What is a simple, efficient way to determine if all elements in an array (in my case, 1D) are equal? How about close?

On Mon, Mar 5, 2012 at 11:14 AM, Neal Becker <ndbecker2@gmail.com> wrote:
What is a simple, efficient way to determine if all elements in an array (in my case, 1D) are equal? How about close?
For the exactly equal case, how about: I[1] a = np.array([1,1,1,1]) I[2] np.unique(a).size O[2] 1 # All equal I[3] a = np.array([1,1,1,2]) I[4] np.unique(a).size O[4] 2 # All not equal

Keith Goodman wrote:
On Mon, Mar 5, 2012 at 11:14 AM, Neal Becker <ndbecker2@gmail.com> wrote:
What is a simple, efficient way to determine if all elements in an array (in my case, 1D) are equal?

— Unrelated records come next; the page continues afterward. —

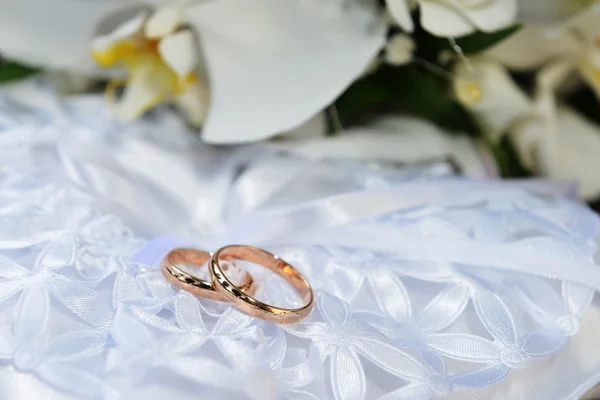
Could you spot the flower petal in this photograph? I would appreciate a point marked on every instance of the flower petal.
(163, 21)
(401, 13)
(194, 101)
(488, 91)
(441, 19)
(54, 34)
(347, 376)
(574, 157)
(150, 82)
(274, 64)
(180, 52)
(111, 48)
(532, 47)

How about close?
For the exactly equal case, how about:
I[1] a = np.array([1,1,1,1]) I[2] np.unique(a).size O[2] 1 # All equal
I[3] a = np.array([1,1,1,2]) I[4] np.unique(a).size O[4] 2 # All not equal
I considered this - just not sure if it's the most efficient

On Mon, Mar 5, 2012 at 11:24 AM, Neal Becker <ndbecker2@gmail.com> wrote:
Keith Goodman wrote:
On Mon, Mar 5, 2012 at 11:14 AM, Neal Becker <ndbecker2@gmail.com> wrote:
What is a simple, efficient way to determine if all elements in an array (in my case, 1D) are equal? How about close?
For the exactly equal case, how about:
I[1] a = np.array([1,1,1,1]) I[2] np.unique(a).size O[2] 1 # All equal
I[3] a = np.array([1,1,1,2]) I[4] np.unique(a).size O[4] 2 # All not equal
I considered this - just not sure if it's the most efficient
Yeah, it is slow: I[1] a = np.ones(100000) I[2] timeit np.unique(a).size 1000 loops, best of 3: 1.56 ms per loop I[3] timeit (a == a[0]).all() 1000 loops, best of 3: 203 us per loop I think all() short-circuits for bool arrays: I[4] a[1] = 9 I[5] timeit (a == a[0]).all() 10000 loops, best of 3: 89 us per loop You could avoid making the bool array by writing a function in cython. It could grab the first array element and then return False as soon as it finds an element that is not equal to it. And you could check for closeness. Or: I[8] np.allclose(a, a[0]) O[8] False I[9] a = np.ones(100000) I[10] np.allclose(a, a[0]) O[10] True

On Mon, Mar 5, 2012 at 1:29 PM, Keith Goodman <kwgoodman@gmail.com> wrote:
I[8] np.allclose(a, a[0]) O[8] False I[9] a = np.ones(100000) I[10] np.allclose(a, a[0]) O[10] True
One disadvantage of using a[0] as a proxy is that the result depends on the ordering of a (a.max() - a.min()) < epsilon is an alternative that avoids this. Another good use case for a minmax func.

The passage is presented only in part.